Fischer in Washington
Deutsches Denken
von thomas uwer und thomas v.d.
osten-sacken
Es
ist der Logik der Verhältnisse geschuldet,
dass Außenminister, wenn sie einmal das
Richtige sagen, es aus den falschen Gründen
tun. So resultierte Joseph Fischers verdruckstes
Eingeständnis, "wir haben die USA nicht
zu kritisieren" vorige Woche auch nicht aus
späten Erkenntnissen über das Wesen
seines Amtes, sondern es folgte tagespolitischem
Kalkül.
In den USA indes hat man nicht vergessen, welche
Rolle Deutschland bei der Ausrüstung des
Irak mit jenen Massenvernichtungswaffen spielte,
denen die Inspekteure der Vereinten Nationen bis
heute vergeblich nachjagen. Über 1 000 Anfragen
US-amerikanischer Nachrichtendienste an das Auwärtige
Amt allein Ende der achtziger Jahre belegen, wie
gut deutsche Behörden Bescheid wussten über
die von deutschen Ingenieuren aufgebaute so genannte
staatliche Pestizidproduktion im Irak. Schon Jahre
zuvor, im Mai 1982, hatte ein Preussag-Ingenieur
die deutsche Botschaft in Bagdad um Hilfe gebeten,
weil ihn die Tatsache beunruhigt hatte, dass die
vermeintlichen Insektengifte an Eseln erprobt
wurden. Statt einer Ermittlung erfolgte seine
Entlassung.
Als dann die ersten Strafprozesse in der BRD begannen,
war es längst zu spät. Das mit deutschen
Hermeskrediten finanzierte Gas hatte bereits Zehntausende
das Leben gekostet. Doch nicht nur der weltweit
bislang einmalige Giftgaseinsatz gegen die eigene
Zivilbevölkerung ist ein Produkt deutsch-irakischer
Kooperation, auch die Technologie, mit der die
Reichweite irakischer Scud-Raketen bis nach Israel
verlängert werden konnte, hat der Irak deutschen
Ingenieuren zu verdanken. Nicht der Person Fischers
also, sondern dem Außenminister Deutschlands
verbietet sich jede Kritik an der Politik der
USA.
Wer aber die Verhältnisse als falsche aus
dem Blick verloren hat, dem bleibt zum Verständnis
von Fischers Aussagen nur dessen Persönlichkeit
- nicht seine Rolle als Vertreter von Interessen,
sondern als Spiegel kollektiver Befindlichkeit.

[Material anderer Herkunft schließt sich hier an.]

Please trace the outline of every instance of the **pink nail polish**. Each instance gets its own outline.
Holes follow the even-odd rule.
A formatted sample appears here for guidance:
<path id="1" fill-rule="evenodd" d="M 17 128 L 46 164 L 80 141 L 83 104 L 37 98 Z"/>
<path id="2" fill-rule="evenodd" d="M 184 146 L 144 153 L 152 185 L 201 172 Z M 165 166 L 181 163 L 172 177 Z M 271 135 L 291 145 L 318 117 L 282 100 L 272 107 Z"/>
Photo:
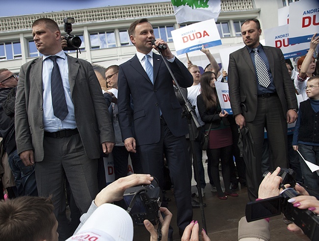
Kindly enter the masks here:
<path id="1" fill-rule="evenodd" d="M 293 207 L 296 208 L 297 207 L 299 207 L 299 206 L 300 206 L 300 205 L 301 205 L 300 203 L 299 203 L 299 202 L 297 202 L 296 203 L 293 204 Z"/>

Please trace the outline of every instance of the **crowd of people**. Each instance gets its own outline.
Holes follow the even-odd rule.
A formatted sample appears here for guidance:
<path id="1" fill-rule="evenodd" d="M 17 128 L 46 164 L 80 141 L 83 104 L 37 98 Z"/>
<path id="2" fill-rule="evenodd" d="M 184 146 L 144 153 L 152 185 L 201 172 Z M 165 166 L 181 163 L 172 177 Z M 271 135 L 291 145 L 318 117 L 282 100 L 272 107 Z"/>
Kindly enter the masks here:
<path id="1" fill-rule="evenodd" d="M 147 19 L 134 21 L 128 30 L 136 54 L 120 66 L 106 68 L 65 54 L 65 42 L 54 21 L 38 19 L 32 31 L 43 56 L 23 65 L 19 76 L 0 69 L 2 161 L 9 163 L 10 169 L 5 173 L 13 177 L 15 183 L 7 188 L 9 200 L 0 202 L 0 228 L 7 232 L 0 235 L 6 237 L 12 232 L 26 235 L 24 231 L 8 227 L 11 214 L 19 217 L 20 212 L 37 216 L 35 222 L 20 220 L 24 223 L 21 225 L 27 225 L 23 230 L 29 230 L 29 240 L 65 241 L 73 234 L 89 232 L 92 226 L 88 223 L 98 218 L 95 210 L 103 212 L 98 207 L 111 203 L 124 207 L 121 199 L 127 188 L 149 184 L 152 177 L 163 187 L 167 166 L 180 236 L 183 241 L 198 240 L 199 226 L 192 220 L 192 209 L 201 205 L 192 199 L 192 160 L 196 160 L 193 164 L 199 174 L 195 195 L 204 196 L 206 181 L 201 142 L 205 134 L 209 140 L 206 152 L 211 189 L 219 199 L 238 197 L 235 190 L 239 183 L 247 187 L 251 201 L 278 195 L 282 181 L 277 176 L 280 168 L 263 179 L 265 171 L 277 166 L 295 169 L 298 181 L 319 198 L 319 177 L 303 160 L 319 165 L 319 76 L 315 74 L 314 57 L 319 43 L 317 34 L 307 54 L 298 60 L 299 72 L 292 80 L 293 67 L 285 60 L 280 50 L 260 44 L 262 29 L 255 19 L 242 24 L 245 46 L 230 55 L 228 73 L 221 72 L 204 46 L 201 51 L 209 61 L 204 73 L 190 61 L 186 68 L 166 43 L 155 40 Z M 173 81 L 165 64 L 174 74 Z M 221 107 L 216 81 L 228 83 L 232 115 Z M 305 101 L 300 109 L 296 94 Z M 182 117 L 185 101 L 194 107 L 199 128 L 190 131 Z M 287 124 L 296 120 L 289 148 Z M 245 128 L 253 143 L 249 158 L 240 156 L 237 144 L 239 129 L 242 132 Z M 300 152 L 299 160 L 293 150 Z M 103 158 L 110 153 L 115 181 L 106 187 Z M 127 177 L 129 158 L 134 173 L 139 174 Z M 220 163 L 224 188 L 220 183 Z M 301 194 L 309 195 L 296 187 Z M 66 214 L 66 198 L 71 225 Z M 303 200 L 298 197 L 291 202 L 300 204 Z M 315 206 L 296 207 L 318 206 L 319 201 L 312 200 Z M 163 206 L 166 201 L 164 197 Z M 29 209 L 27 203 L 38 204 Z M 114 206 L 103 207 L 119 212 Z M 160 218 L 161 240 L 172 240 L 171 213 L 165 208 L 160 211 L 164 216 Z M 38 222 L 42 223 L 38 230 L 28 228 Z M 130 221 L 128 223 L 133 225 Z M 144 223 L 151 240 L 158 240 L 153 225 L 148 220 Z M 241 223 L 249 225 L 244 220 Z M 288 228 L 302 235 L 297 226 Z M 133 231 L 132 237 L 128 234 L 125 239 L 132 240 Z M 205 230 L 201 235 L 203 240 L 210 240 Z M 21 240 L 12 237 L 12 240 Z"/>

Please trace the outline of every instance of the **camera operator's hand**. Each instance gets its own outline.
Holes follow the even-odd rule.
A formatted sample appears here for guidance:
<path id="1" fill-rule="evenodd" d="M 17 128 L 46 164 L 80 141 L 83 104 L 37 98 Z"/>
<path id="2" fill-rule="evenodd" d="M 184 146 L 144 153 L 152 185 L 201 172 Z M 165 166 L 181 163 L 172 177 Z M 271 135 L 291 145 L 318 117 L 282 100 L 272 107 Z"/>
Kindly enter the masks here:
<path id="1" fill-rule="evenodd" d="M 265 199 L 279 195 L 279 185 L 283 180 L 278 176 L 280 172 L 280 167 L 278 167 L 272 173 L 267 173 L 259 186 L 258 198 Z"/>
<path id="2" fill-rule="evenodd" d="M 68 47 L 68 41 L 65 39 L 65 37 L 64 36 L 61 37 L 61 44 L 62 44 L 62 49 Z"/>
<path id="3" fill-rule="evenodd" d="M 111 203 L 123 199 L 124 191 L 129 187 L 142 184 L 151 184 L 154 179 L 150 174 L 132 174 L 120 178 L 103 188 L 94 200 L 99 207 L 104 203 Z"/>
<path id="4" fill-rule="evenodd" d="M 169 228 L 169 224 L 171 222 L 173 214 L 169 212 L 166 208 L 161 207 L 160 208 L 160 211 L 161 213 L 163 213 L 165 215 L 165 217 L 163 219 L 161 215 L 160 215 L 160 220 L 162 225 L 161 229 L 162 233 L 162 238 L 161 240 L 166 241 L 168 239 L 168 229 Z M 144 220 L 144 225 L 147 231 L 151 234 L 151 241 L 158 241 L 158 233 L 157 233 L 157 225 L 154 226 L 148 220 L 145 219 Z"/>
<path id="5" fill-rule="evenodd" d="M 199 241 L 199 237 L 198 231 L 199 231 L 199 225 L 197 221 L 192 221 L 188 224 L 183 233 L 181 241 Z M 211 241 L 211 239 L 206 234 L 206 232 L 203 229 L 201 233 L 202 235 L 202 240 L 203 241 Z"/>
<path id="6" fill-rule="evenodd" d="M 297 186 L 296 186 L 296 187 Z M 300 187 L 300 186 L 298 186 Z M 303 188 L 303 187 L 302 187 Z M 298 196 L 291 198 L 288 202 L 293 204 L 293 207 L 300 209 L 308 209 L 315 214 L 319 214 L 319 201 L 313 196 Z M 294 223 L 289 224 L 287 229 L 303 240 L 310 240 L 300 228 Z"/>

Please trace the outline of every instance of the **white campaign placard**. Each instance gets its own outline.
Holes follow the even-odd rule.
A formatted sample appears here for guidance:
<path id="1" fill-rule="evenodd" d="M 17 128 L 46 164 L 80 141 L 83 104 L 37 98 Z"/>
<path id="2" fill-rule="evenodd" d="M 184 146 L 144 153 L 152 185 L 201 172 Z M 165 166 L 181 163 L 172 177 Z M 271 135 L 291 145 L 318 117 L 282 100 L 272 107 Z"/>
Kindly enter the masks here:
<path id="1" fill-rule="evenodd" d="M 222 110 L 226 110 L 230 115 L 233 114 L 233 110 L 230 106 L 229 100 L 229 90 L 228 84 L 223 82 L 215 81 L 215 87 L 218 97 L 220 107 Z"/>
<path id="2" fill-rule="evenodd" d="M 301 0 L 289 5 L 289 43 L 309 42 L 319 32 L 319 1 Z"/>
<path id="3" fill-rule="evenodd" d="M 187 25 L 172 31 L 177 55 L 221 45 L 220 36 L 213 19 Z"/>
<path id="4" fill-rule="evenodd" d="M 279 8 L 278 10 L 278 25 L 286 25 L 289 24 L 289 6 Z"/>
<path id="5" fill-rule="evenodd" d="M 285 58 L 304 55 L 309 48 L 309 43 L 290 44 L 288 25 L 265 29 L 264 33 L 266 45 L 280 49 Z"/>

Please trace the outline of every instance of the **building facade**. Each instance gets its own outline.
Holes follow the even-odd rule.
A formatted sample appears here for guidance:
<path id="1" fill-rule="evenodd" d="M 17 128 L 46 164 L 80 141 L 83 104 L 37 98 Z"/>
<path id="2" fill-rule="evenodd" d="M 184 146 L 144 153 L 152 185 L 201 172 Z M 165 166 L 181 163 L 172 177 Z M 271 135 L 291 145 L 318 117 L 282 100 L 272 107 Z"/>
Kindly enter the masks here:
<path id="1" fill-rule="evenodd" d="M 240 25 L 243 21 L 256 18 L 260 21 L 262 29 L 275 27 L 278 26 L 278 9 L 295 1 L 221 1 L 221 11 L 216 25 L 223 44 L 210 49 L 219 62 L 220 48 L 242 44 Z M 149 19 L 156 38 L 167 41 L 172 51 L 175 48 L 170 32 L 180 27 L 176 23 L 172 5 L 169 1 L 0 17 L 0 68 L 6 68 L 18 74 L 21 65 L 40 56 L 31 33 L 31 25 L 34 20 L 44 17 L 52 18 L 58 23 L 64 35 L 63 20 L 71 17 L 75 19 L 72 34 L 82 40 L 79 57 L 105 67 L 120 64 L 135 54 L 136 50 L 130 41 L 128 29 L 135 19 Z M 76 56 L 74 52 L 69 54 Z M 195 60 L 201 58 L 198 53 L 190 56 Z M 179 58 L 186 63 L 186 57 L 181 55 Z"/>

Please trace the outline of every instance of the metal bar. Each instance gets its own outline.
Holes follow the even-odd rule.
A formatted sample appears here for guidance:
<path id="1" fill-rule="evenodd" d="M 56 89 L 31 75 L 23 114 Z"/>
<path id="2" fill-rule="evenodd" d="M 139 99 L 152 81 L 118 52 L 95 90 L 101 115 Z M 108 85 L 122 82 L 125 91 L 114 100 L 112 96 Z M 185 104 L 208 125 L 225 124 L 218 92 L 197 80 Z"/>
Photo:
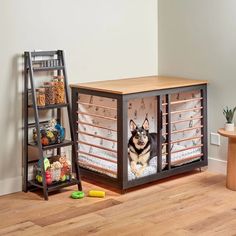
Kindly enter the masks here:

Mehr als die Sache selbst grämt die deutschen
Kritiker deshalb Fischers vermeintlich unterwürfige
Haltung, die sein Amtsvorgänger Klaus Kinkel
als "Kuschen gegenüber den Amerikanern"
bezeichnete.
Ähnlich kommentierte die junge Welt: "Der
deutsche Außenminister spricht der deutschen
Außenpolitik das Recht auf eine von den
US-Positionen abweichende Meinung ab und unterstellt
das Außenamt damit praktisch dem State Department."
Und auch beim Spiegel meint man, "wenn ein
neuer US-Präsident einen Luftangriff inszeniert,
dann sollte selbst ein deutscher Außenminister
seine Zurückhaltung aufgeben. Und ein Grüner
allemal."
In der taz schließlich gab Bettina Gaus
einen semantischen Hinweis auf jenes unheimliche
Kollektiv, das sich im Fall Fischer einmal mehr
zusammenschließt. "Wir haben es nicht
zu kritisieren: so spricht der Untertan."
Das Wir, von dem Gaus spricht, ist jene Ansammlung
nationaler Moralisten, deren heutiges Friedensgefasel
mindestens so unerträglich ist wie ihr Bellizismus
während des Kosovo-Krieges. Die Enttäuschung
darüber, dass der Angriff auf militärische
Anlagen des Hussein-Regimes ohne deutsche Tornados
vonstatten ging, rationalisiert sich in der Wut
auf den Außenminister, der wegen seiner
Vergangenheit "erpressbar" (taz) sei.
Dass man die Bedürfnisse dieses Kollektivs
im Auswärtigen Amt sehr wohl kennt und auch
in der Krise zu bedienen versucht, zeigt die Erklärung
einer Sprecherin, die beteuerte, bei der Bombardierung
am Wochenende sei an den Schutz der nordirakischen
Kurden gedacht worden. Den aber hatte die US-Regierung
gar nicht im Sinn. Ebensowenig wie die persönliche
Vergangenheit Fischers übrigens - im Unterschied
zu der seines Ministeriums und dessen Klientel.